CHARLESTON, W.Va. -- Sen. Joe Manchin will vote to reverse an earlier measure that would have defunded the Affordable Care Act, despite his opposition to a key piece of the health care law.
Manchin said while he opposes a section of the law requiring all U.S. citizens to have health insurance coverage, he would not support a government shutdown to see the mandate abolished or delayed.
Congress is currently in a budget standoff over the law.
Members have until Sept. 30 to pass a budget, or else almost all operations of the U.S. government will shut down. The Republican-led House of Representatives passed a funding bill last Friday that would keep the government open, but also would strike down the Affordable Care Act.
Leaders in the Democrat-controlled U.S. Senate have made it clear they will not pass that bill.
In an emailed statement released Thursday afternoon, Manchin said Republican opposition to the Affordable Care Act should not be used to shut down the government.
"We need to work together as Americans to solve these problems so we can get our economy back on track and create American jobs," he said.
He said he still does not support the law's so-called "individual mandate" that will require all U.S. citizens have health insurance by Jan. 1, 2014 or face a fine.
"I have always opposed the individual mandate, and I continue to have concerns with the implementation of the Affordable Care Act and the cost and choices West Virginians will have in the health care exchanges," he said.
There are exemptions to the mandate.
Those who cannot afford coverage because the monthly premiums would exceed 8 percent of their annual income, and those who are experiencing hardships won't have to purchase coverage. Anyone who qualifies for Medicaid coverage under the new law but lives in state that refused to expand its Meidcaid program also is exempt.

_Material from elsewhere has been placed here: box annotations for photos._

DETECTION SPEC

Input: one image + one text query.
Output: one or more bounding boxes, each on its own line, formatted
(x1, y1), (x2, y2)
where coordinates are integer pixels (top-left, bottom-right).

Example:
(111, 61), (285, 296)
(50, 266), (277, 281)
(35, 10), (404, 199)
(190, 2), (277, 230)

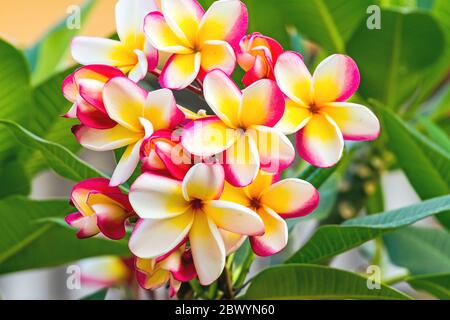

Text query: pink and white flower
(144, 0), (248, 89)
(66, 178), (133, 240)
(275, 52), (380, 167)
(73, 77), (184, 186)
(129, 163), (264, 285)
(135, 244), (197, 297)
(181, 70), (295, 187)
(237, 32), (284, 86)
(72, 0), (159, 82)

Among the other exempt groups are Native Americans who are eligible for care under a separate program, illegal immigrants, prisoners and members of a health care sharing ministry. There is also a religious exemption.
The Congressional Budget Office estimates more than 20 million people will be exempt from the mandate by 2016.
Many see the individual mandate as the cornerstone of Obama's Affordable Care Act, which passed Congress in 2010. Without it, many health care experts fear the law's attempts to reduce the costs of care and insurance will be futile.
The mandate hinges on the idea that there are more healthy people in the world than sick people.
By requiring all of the healthy people to have health insurance, whether they need it right now or not, their premiums will help balance out all the unhealthy people who are racking up lots of hospital bills.
That, in theory, would keep health insurance premiums and healthcare costs low for everyone.
Many have claimed the mandate was unconstitutional, but the U.S. Supreme Court released an opinion last year upholding the provision.
Manchin's opposition to the individual mandate is not surprising.
While running for Senate in 2010, Manchin told the Wheeling Intelligencer newspaper he would support a repeal of the health care law "unless we can find common ground and common sense."
About two years ago he told ABC news he didn't like the individual mandate because it forced citizens to purchase health insurance.
"I've always had a concern and a problem with the mandate, that we were forcing it, basically saying by the law of the land you have to buy the product," he said at the time.
On Thursday morning, Manchin appeared ready to break ranks with his fellow Democrats and support a bill that would prevent a government shutdown while delaying the mandate.
"There's no way I could not vote for it," Manchin said, according to Bloomberg Businessweek. "It's very reasonable and sensible."
Manchin, speaking at a Bloomberg Government breakfast on Thursday, said President Barack Obama's administration already has given businesses until 2014 to provide health insurance for employees.
"Don't put the mandate on the American public right now," Manchin said, according to Bloomberg. "Give them at least a year. If you know you couldn't bring the corporate sector, you gave them a year, don't you think it'd be fair?"